I have the following code which calculates a loss function:

class MSE_loss(nn.Module):
    """ 
    : metric: L1, L2 norms or cosine similarity
    : mode: training or evaluation mode
    """

    def __init__(self,metric, mode, weighted_sum = False):
        super(MSE_loss, self).__init__()
        self.metric = metric.lower()
        self.loss_function = nn.MSELoss()
        self.mode = mode.lower()
        self.weighted_sum = weighted_sum

    def forward(self, output1, output2, labels):
        self.labels = labels         
        self.linear = nn.Linear(output1.size()[0],1)

        if self.metric == 'cos':
            self.d= F.cosine_similarity(output1, output2)
        elif self.metric == 'l1':
            self.d = torch.abs(output1-output2)
        elif self.metric == 'l2':
            self.d = torch.sqrt((output1-output2)**2)

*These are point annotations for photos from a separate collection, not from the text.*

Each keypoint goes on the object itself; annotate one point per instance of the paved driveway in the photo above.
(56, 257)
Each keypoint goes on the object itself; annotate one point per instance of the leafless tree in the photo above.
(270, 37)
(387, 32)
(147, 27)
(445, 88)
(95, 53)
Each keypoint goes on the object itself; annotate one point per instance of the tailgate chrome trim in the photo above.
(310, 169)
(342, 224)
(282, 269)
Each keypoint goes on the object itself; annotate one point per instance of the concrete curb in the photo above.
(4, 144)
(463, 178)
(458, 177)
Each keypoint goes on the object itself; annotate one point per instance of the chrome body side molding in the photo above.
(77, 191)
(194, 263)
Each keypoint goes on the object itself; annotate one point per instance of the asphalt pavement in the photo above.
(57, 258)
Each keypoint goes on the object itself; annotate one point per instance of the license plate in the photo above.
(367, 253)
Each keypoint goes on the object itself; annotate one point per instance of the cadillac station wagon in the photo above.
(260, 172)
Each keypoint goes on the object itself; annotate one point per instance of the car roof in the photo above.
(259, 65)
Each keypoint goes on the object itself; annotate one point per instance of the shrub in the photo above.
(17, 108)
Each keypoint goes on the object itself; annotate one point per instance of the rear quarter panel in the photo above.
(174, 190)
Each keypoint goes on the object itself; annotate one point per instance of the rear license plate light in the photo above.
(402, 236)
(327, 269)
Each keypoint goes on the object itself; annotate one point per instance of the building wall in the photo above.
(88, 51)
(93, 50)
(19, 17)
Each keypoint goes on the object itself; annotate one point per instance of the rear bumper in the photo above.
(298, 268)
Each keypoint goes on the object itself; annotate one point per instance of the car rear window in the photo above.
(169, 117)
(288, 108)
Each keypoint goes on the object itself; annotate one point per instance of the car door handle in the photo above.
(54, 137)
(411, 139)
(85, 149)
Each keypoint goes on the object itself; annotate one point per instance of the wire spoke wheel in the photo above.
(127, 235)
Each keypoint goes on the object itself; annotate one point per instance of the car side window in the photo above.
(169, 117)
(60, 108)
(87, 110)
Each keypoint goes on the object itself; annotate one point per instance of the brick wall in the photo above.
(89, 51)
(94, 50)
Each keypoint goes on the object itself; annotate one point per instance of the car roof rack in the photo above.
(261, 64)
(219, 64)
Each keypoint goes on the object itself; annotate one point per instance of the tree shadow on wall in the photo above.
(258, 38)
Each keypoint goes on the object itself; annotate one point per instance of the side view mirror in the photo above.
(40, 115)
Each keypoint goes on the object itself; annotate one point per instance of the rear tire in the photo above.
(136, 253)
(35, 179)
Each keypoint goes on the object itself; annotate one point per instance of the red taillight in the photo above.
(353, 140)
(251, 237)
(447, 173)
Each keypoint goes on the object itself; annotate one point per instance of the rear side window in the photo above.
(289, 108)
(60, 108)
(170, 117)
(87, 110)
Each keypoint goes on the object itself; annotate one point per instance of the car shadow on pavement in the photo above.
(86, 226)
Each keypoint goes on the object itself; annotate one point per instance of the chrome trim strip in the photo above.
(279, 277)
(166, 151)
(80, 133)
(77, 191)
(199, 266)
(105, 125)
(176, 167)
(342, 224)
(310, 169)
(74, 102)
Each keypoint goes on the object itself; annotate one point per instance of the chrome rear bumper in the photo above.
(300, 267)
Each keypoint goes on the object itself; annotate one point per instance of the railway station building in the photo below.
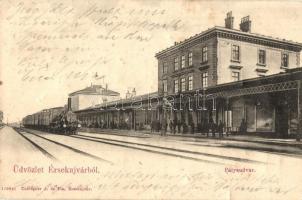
(248, 83)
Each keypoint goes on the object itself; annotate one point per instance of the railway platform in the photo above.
(201, 137)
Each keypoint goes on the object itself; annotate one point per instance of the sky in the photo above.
(49, 50)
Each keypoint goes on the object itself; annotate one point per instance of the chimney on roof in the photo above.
(229, 20)
(246, 24)
(133, 92)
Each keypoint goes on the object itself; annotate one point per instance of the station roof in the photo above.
(239, 35)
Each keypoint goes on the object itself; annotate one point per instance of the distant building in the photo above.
(90, 97)
(1, 117)
(234, 81)
(221, 55)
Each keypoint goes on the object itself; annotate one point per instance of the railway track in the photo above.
(165, 150)
(51, 156)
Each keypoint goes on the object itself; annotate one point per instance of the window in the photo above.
(190, 59)
(176, 86)
(183, 84)
(261, 57)
(183, 61)
(165, 86)
(284, 60)
(176, 63)
(235, 53)
(190, 82)
(165, 68)
(204, 79)
(236, 76)
(204, 55)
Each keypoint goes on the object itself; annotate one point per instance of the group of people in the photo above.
(178, 126)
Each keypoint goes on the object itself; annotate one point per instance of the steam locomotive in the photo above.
(55, 120)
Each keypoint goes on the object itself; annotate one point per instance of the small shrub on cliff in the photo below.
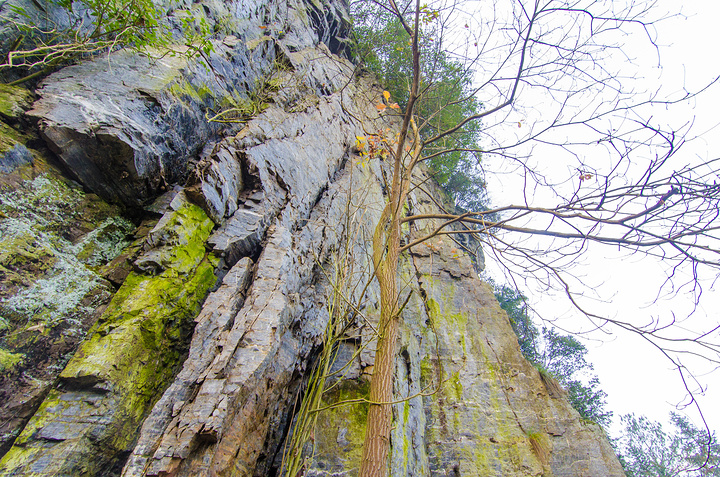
(560, 356)
(62, 31)
(383, 49)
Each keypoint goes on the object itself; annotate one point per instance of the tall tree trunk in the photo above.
(386, 244)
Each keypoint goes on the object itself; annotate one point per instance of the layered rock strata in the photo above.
(250, 231)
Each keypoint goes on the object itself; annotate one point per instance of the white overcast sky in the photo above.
(635, 377)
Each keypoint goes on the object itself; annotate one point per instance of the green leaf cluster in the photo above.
(384, 48)
(647, 450)
(561, 356)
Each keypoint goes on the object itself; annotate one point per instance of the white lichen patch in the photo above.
(58, 294)
(106, 242)
(52, 279)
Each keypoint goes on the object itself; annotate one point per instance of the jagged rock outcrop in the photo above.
(194, 365)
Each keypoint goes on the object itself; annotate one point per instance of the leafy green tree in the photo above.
(647, 450)
(560, 55)
(382, 47)
(561, 356)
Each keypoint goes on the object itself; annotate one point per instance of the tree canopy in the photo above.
(563, 357)
(648, 450)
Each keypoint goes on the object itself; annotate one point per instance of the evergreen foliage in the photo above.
(647, 450)
(561, 356)
(382, 47)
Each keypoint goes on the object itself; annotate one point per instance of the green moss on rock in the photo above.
(133, 353)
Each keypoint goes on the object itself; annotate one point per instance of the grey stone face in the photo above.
(287, 211)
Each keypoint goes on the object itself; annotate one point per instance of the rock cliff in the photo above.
(167, 283)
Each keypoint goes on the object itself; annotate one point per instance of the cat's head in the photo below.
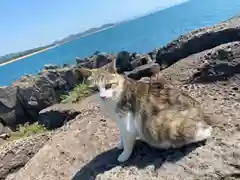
(107, 81)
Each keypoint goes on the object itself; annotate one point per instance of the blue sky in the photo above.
(27, 24)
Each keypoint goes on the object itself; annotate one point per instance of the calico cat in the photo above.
(153, 110)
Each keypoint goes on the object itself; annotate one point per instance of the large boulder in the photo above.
(146, 70)
(199, 40)
(96, 61)
(15, 154)
(11, 111)
(123, 61)
(56, 115)
(38, 92)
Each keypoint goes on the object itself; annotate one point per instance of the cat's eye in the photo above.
(110, 85)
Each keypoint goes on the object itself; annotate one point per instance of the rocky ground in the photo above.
(205, 63)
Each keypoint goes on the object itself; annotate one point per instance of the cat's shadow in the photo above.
(143, 155)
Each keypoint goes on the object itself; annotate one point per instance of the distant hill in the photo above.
(11, 56)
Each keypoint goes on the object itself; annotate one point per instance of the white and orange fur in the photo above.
(153, 111)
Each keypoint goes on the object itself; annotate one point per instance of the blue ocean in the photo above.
(138, 35)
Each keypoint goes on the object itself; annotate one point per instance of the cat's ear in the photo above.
(85, 72)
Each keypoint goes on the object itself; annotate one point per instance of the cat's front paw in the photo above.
(123, 157)
(120, 145)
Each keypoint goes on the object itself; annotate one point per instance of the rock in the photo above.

        def dimensional_reduction(forward):
            if self.weighted_sum:
                distance = self.linear(self.d)
            else:
                distance = torch.mean(self.d,1)
            return distance

        def estimate_loss(forward):
            distance = dimensional_reduction(self.d)
            pred = torch.exp(-distance)
            pred = torch.round(pred)
            loss = self.loss_function(pred, self.labels)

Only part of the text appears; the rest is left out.